Piyasalardaki çalkantı, ekonomik iyileşme masalını açığa çıkarıyor

27.08.2015 - 10:27
Haberi paylaş

Küresel finans piyasaları, bu hafta, Çin borsasının 2007’den bu yana yaşadığı en büyük tek günlük düşüşün ardından çalkalandı. Bu krize “Kara Pazartesi” adı verildi.

Ertesi gün, gazete manşetleri, kendini toparlayan piyasalara odaklandı.

Fakat istikrarsızlık bitmiş değil. [İstikrarsızlık], küresel ekonomiyi ürküttü ve ekonominin iyileştiğine yönelik yalanları açığa çıkardı.

Çin’de birçok sıradan insan, bazen borç para ile, hisse senedi almaları için teşvik edildi. Bu insanlar, yatırımlarının yok oluşunu seyrettiler.

Dünya çapında, politikacılar ve uzmanlar paniği engellemeye çalıştılar; diğer ülkelerin, basit bir “Çin yapımı” problemi atlatabileceğini öne sürdüler.

Fakat Çin’deki bu çöküş şimdiden Avustralya, Brezilya, Endonezya, Japonya ve Güney Kore ekonomilerini vuruyor. 

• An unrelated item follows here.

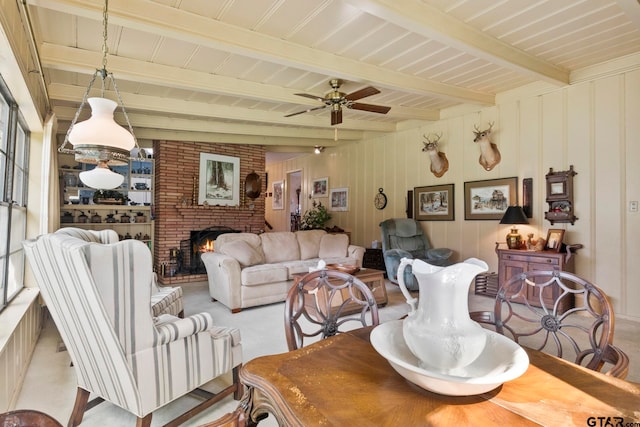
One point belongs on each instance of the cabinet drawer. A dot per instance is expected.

Bunun nedeni, Çin’in dünyanın ikinci en büyük ekonomisi ve ikinci en büyük mal ve ticari hizmet ithalatçısı olması. 

Bu devasa piyasa, Çin’in krizinin, Britanya da dahil ihraç malı satışına bel bağlayan diğer ülkelere tam olarak neden etki ettiğini gösteriyor. 

İngiltere’de Muhafazakâr Partili Maliye Bakanı George Osborne’un tek söyleyebildiği, [krizin], Britanya’da ve Avrupa’nın geri kalanında büyük etkisi olmayacağından “oldukça emin” olduğuydu. 

Fakat, bu pazartesi, Londra Borsası’ndaki hisse senetlerinin değerinde 70 milyar sterlinden fazla kayıp oldu. 

Çin, Britanya’nın yedinci en büyük ihracat pazarı. 

Çin’in hiç durmuyor gibi görünen büyümesi, bazı ekonomistlerin, kriz ile parçalanmış bir sistemde bu durumun istisna olduğu görüşünü savunmalarına sebep oldu. Bu ekonomistler, bu durumun, dünya ekonomisinin geri kalanını durgunluktan kurtarabileceğini söylediler. 

Fakat artık Çin ekonomisi tökezliyor. Bugün, diğer her kapitalist ekonomi gibi Çin ekonomisinin de aynı kârlılık krizini yaşadığı ortada. 

Çin, bu ayın başlarında, para biriminin değerini düşürdü. Bunun ihraç mallarını ucuzlatması gerekiyordu. Buna rağmen yavaşlama hızlanıyor.

Son yıllarda Çin’in finans piyasaları hızla yükseldi. Şangay borsa piyasasının temel endeksi, Haziran’a kadarki 12 ay içinde iki kat arttı.

Sorumluluk

Birçok yorumcu, Çin pazarına şekil veren belli başlı sorunları durumdan sorumlu tutuyor. 

Örneğin, yabancı yatırımcıların sahip olabilecekleri hisse senedi sayısında bir sınırlama var.

Bu nedenle, Çinli yatırımcılar “deneyimsiz” olarak tanımlanıyorlar ve baskı altında kalınca panikleyip hisselerini satma olasılıklarının daha yüksek olduğu düşünülüyor. Fakat ağır kayıp yaşayan Çinli küçük yatırımcılar, bütünün içinde bir azınlık. 

Hızlı kâr elde etmek için borç para üzerinden spekülasyon yapan bankerlerin varlığı küresel bir olgu ve Çin de istisna değil. 

Bu, 2008 krizinde finans şirketlerini deviren etkenlerden biri.

Politikacılar ve patronlar, son krize, banka sektörünün ne pahasına olursa olsun ayakta kalmasını sağlayarak yanıt verdiler. 

Kurtarma programları ve “niceliksel kolaylaştırma” –para basmak– zaten nakit para ile dolu olan finans piyasalarına daha da nakit yağdırdı. Bu, ekonomik iyileşme ilüzyonu yarattı, çünkü borsa piyasaları kabardı. 

Fakat iyileşme, gerçek zenginlik üstüne kurulu değil ve bu spekülatif balonlar patladığı zaman taze bir kriz ortaya çıkabilir. 

Batıda, yatırım, üretimi artırmaya yönelik yapılmadı. Bu nedenle ekonomik büyüme zayıf kaldı.

Aynı zamanda, hükümetler ve patronlar, giderek şiddetlenen kemer sıkma politikalarını işçi sınıfına dayattı. 

Bu nedenle, bu son dalgalanma bir Çin, ABD veya İngiliz problemi değil. 

Bu, kapitalist sistemin bütününün yapısından ve 2008’de patlak veren krize hükümetlerin verdiği tepkiden kaynaklanıyor.